Life’s Not a Sprint or a Marathon, It’s a Relay Race.
How ready are you for the hand-off?
Irish people are said to be comfortable with death. It’s one of the stereotypes people hold about us. Along with red hair and freckles and a fondness for Guinness, we’re supposedly good at calling out the Grim Reaper. And when the robed guy finally gets the better of us, we’re known to throw a good funeral.
Not that I remember any rollicking funerals from my childhood in Ireland but I do remember my first encounter with death.
I was about 4 years-of-age when my devout Catholic mother gave me a bedtime book. To clarify: the book was not a gift for us to share as part of a cozy bedtime ritual. Harried Irish women of my mother’s generation didn’t have the time, the energy, or the inclination to read bedtime stories to their broods of children.

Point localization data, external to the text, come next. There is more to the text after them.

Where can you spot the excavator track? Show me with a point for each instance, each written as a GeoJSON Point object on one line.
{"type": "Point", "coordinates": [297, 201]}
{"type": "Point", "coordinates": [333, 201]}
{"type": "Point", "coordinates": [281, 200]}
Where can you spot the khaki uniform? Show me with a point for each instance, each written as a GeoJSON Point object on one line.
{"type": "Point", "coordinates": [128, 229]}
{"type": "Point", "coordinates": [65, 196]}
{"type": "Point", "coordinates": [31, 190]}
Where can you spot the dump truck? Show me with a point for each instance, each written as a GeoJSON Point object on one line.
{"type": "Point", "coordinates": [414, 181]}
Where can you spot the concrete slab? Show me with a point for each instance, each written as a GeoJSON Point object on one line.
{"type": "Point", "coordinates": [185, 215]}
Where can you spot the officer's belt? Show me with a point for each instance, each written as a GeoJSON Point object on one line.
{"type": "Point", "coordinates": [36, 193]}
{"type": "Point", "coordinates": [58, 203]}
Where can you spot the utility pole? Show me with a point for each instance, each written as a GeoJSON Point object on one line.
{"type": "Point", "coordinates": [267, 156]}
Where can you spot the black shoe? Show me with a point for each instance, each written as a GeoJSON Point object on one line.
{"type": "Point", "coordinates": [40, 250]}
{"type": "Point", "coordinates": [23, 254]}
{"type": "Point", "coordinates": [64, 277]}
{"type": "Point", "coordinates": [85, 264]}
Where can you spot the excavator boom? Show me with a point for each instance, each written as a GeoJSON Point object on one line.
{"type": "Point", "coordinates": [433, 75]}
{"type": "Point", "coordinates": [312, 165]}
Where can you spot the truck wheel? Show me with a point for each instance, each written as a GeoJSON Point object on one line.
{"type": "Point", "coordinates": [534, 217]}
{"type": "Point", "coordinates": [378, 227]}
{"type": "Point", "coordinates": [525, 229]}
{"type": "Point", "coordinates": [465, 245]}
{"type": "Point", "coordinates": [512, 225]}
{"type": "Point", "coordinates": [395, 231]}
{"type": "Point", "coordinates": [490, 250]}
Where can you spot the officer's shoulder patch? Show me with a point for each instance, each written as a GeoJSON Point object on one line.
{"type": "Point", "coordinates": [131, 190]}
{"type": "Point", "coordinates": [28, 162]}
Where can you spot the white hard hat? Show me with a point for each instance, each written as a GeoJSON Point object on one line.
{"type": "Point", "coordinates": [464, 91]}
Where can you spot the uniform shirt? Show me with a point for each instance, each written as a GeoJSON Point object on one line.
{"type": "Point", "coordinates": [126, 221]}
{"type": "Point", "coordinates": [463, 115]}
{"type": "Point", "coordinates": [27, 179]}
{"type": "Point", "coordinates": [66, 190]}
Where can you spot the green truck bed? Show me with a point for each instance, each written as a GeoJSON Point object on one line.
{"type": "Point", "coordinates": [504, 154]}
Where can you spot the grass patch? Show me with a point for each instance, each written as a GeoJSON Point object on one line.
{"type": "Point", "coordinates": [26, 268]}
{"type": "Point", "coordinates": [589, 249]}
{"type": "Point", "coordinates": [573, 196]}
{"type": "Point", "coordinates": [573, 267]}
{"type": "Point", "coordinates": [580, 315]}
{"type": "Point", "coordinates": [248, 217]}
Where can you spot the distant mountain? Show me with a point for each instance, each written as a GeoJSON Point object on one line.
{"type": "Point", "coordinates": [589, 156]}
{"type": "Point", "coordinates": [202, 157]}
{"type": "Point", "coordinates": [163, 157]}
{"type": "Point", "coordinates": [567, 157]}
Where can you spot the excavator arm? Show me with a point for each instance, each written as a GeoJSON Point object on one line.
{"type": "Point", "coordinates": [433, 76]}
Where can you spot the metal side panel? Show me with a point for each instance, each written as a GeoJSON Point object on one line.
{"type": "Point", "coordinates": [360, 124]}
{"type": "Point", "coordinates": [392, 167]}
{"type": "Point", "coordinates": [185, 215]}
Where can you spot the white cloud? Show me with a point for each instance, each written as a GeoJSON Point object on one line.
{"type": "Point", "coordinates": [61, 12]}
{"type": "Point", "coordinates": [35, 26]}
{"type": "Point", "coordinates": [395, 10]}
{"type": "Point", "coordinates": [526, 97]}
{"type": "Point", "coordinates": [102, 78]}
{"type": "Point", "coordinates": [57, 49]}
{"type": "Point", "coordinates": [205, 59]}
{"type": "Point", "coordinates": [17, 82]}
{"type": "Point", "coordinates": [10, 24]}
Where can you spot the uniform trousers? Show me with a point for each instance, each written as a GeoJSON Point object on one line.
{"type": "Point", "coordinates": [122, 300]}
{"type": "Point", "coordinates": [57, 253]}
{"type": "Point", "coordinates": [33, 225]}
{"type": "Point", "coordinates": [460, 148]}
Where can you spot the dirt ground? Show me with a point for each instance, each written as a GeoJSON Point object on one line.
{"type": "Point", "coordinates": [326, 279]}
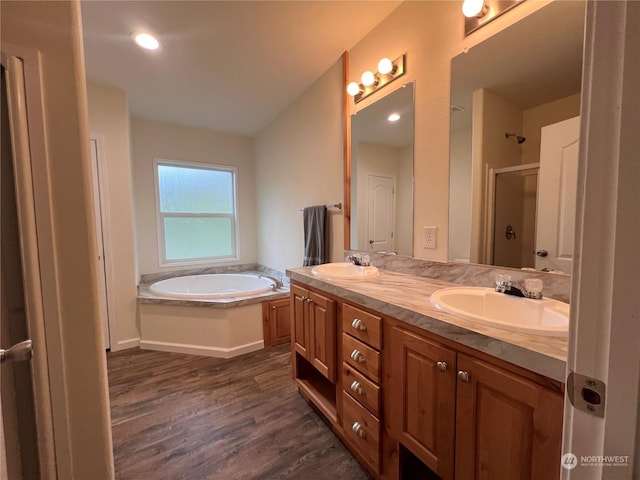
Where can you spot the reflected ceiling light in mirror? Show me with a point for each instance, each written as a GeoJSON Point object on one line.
{"type": "Point", "coordinates": [145, 40]}
{"type": "Point", "coordinates": [370, 82]}
{"type": "Point", "coordinates": [474, 8]}
{"type": "Point", "coordinates": [480, 12]}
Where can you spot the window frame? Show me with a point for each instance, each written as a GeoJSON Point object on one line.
{"type": "Point", "coordinates": [160, 216]}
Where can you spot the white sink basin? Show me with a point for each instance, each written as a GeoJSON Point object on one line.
{"type": "Point", "coordinates": [546, 317]}
{"type": "Point", "coordinates": [344, 271]}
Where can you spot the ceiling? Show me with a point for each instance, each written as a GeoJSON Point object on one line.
{"type": "Point", "coordinates": [534, 61]}
{"type": "Point", "coordinates": [228, 66]}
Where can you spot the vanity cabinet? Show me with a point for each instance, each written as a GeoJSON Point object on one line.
{"type": "Point", "coordinates": [520, 420]}
{"type": "Point", "coordinates": [314, 329]}
{"type": "Point", "coordinates": [425, 399]}
{"type": "Point", "coordinates": [276, 320]}
{"type": "Point", "coordinates": [469, 419]}
{"type": "Point", "coordinates": [361, 390]}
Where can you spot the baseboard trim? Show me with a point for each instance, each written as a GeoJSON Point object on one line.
{"type": "Point", "coordinates": [125, 344]}
{"type": "Point", "coordinates": [200, 349]}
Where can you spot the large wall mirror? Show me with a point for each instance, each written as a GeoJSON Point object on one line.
{"type": "Point", "coordinates": [515, 101]}
{"type": "Point", "coordinates": [381, 180]}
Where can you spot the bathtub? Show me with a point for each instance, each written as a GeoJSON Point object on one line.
{"type": "Point", "coordinates": [212, 286]}
{"type": "Point", "coordinates": [213, 314]}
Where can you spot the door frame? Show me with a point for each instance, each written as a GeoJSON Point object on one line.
{"type": "Point", "coordinates": [101, 195]}
{"type": "Point", "coordinates": [604, 331]}
{"type": "Point", "coordinates": [24, 81]}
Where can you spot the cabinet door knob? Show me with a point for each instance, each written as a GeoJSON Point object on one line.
{"type": "Point", "coordinates": [357, 428]}
{"type": "Point", "coordinates": [358, 357]}
{"type": "Point", "coordinates": [359, 325]}
{"type": "Point", "coordinates": [357, 388]}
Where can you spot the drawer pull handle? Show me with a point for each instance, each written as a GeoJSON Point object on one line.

I was handed the book and expected to glean from it what I might.
And, oh boy, did I glean some things. The book was mostly illustrations — at least that part was age-appropriate. However, what those pictures revealed, in horrifying detail, was the story of Father Damien, a Belgian priest, who, in the nineteenth century ministered on the Hawaiian island of Moloka’i. Unfortunately for them, the majority of Fr. Damien’s charges were afflicted with leprosy.